MANAGEMENT OF STRUT GRAFT FAILURE
Graft fracture is more likely to occur when the graft is harvested with an osteotome instead of a saw. If the bone is minimally displaced and there is no kyphotic deformity, the application of a halo vest and close observation can be attempted. In contrast, in the case of graft collapse, the resultant kyphosis and loss of contact of the graft and the vertebral body necessitate the revision of the strut graft and instrumentation. This usually means obtaining a longer graft and extending the fusion one more level.

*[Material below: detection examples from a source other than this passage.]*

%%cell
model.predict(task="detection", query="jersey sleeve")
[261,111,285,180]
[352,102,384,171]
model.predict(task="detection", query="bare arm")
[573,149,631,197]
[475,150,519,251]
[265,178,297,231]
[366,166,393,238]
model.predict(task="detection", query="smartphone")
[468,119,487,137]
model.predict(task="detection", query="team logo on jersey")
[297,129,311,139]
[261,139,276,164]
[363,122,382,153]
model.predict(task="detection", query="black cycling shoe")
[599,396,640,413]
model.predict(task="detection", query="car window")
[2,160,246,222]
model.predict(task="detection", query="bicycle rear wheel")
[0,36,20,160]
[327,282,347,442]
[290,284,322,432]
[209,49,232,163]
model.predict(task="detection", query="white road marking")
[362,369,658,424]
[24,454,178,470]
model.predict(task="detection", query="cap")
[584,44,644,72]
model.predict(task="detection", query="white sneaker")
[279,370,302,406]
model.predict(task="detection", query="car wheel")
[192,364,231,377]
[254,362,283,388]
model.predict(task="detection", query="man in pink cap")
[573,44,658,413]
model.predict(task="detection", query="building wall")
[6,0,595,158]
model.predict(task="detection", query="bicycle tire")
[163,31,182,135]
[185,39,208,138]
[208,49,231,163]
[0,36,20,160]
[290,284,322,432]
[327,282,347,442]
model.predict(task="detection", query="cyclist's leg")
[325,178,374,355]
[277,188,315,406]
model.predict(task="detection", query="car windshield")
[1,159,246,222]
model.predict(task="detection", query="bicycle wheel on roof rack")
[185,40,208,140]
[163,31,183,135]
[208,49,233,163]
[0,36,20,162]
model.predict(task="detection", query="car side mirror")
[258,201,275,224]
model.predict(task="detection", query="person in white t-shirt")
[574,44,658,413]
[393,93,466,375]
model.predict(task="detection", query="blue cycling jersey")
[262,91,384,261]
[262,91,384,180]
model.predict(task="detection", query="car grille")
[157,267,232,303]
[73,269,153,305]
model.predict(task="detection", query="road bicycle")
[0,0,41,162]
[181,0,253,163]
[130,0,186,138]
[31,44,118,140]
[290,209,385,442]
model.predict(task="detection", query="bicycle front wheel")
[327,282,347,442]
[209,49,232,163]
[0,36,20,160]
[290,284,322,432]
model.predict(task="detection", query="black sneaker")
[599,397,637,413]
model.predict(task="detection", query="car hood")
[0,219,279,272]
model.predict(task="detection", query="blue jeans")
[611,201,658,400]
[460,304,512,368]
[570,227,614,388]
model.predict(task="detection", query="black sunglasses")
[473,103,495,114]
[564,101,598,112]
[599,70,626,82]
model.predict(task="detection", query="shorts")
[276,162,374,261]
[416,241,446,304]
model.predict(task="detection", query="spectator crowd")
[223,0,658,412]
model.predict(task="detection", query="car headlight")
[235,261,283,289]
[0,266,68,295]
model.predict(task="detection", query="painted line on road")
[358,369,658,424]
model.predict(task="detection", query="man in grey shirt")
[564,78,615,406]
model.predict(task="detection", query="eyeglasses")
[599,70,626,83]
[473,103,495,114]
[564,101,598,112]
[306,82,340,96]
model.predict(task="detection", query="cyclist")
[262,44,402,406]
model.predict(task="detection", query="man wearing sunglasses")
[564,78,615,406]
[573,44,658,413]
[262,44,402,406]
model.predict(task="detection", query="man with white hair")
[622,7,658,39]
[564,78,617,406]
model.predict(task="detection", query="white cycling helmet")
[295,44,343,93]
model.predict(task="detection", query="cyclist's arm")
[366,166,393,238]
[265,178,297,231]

Supplemental posterior stabilization is recommended when the bone quality is not stable.12
CASE ILLUSTRATION
For this patient, C4–5 total corpectomy was performed, and the upper half of the C6 vertebral body was removed. A fibular strut graft was inserted, and anterior plating was performed. Additionally, posterior stabilization was performed from C3 to C6. Several months later, graft dislodgement was seen. The revision operation was performed at the anterior side. The graft was changed to mesh with autograft bone, and plating was added. At the posterior side, the lateral mass plate was removed and long-segment occipital and sublaminar wiring was applied (Fig. 34-16).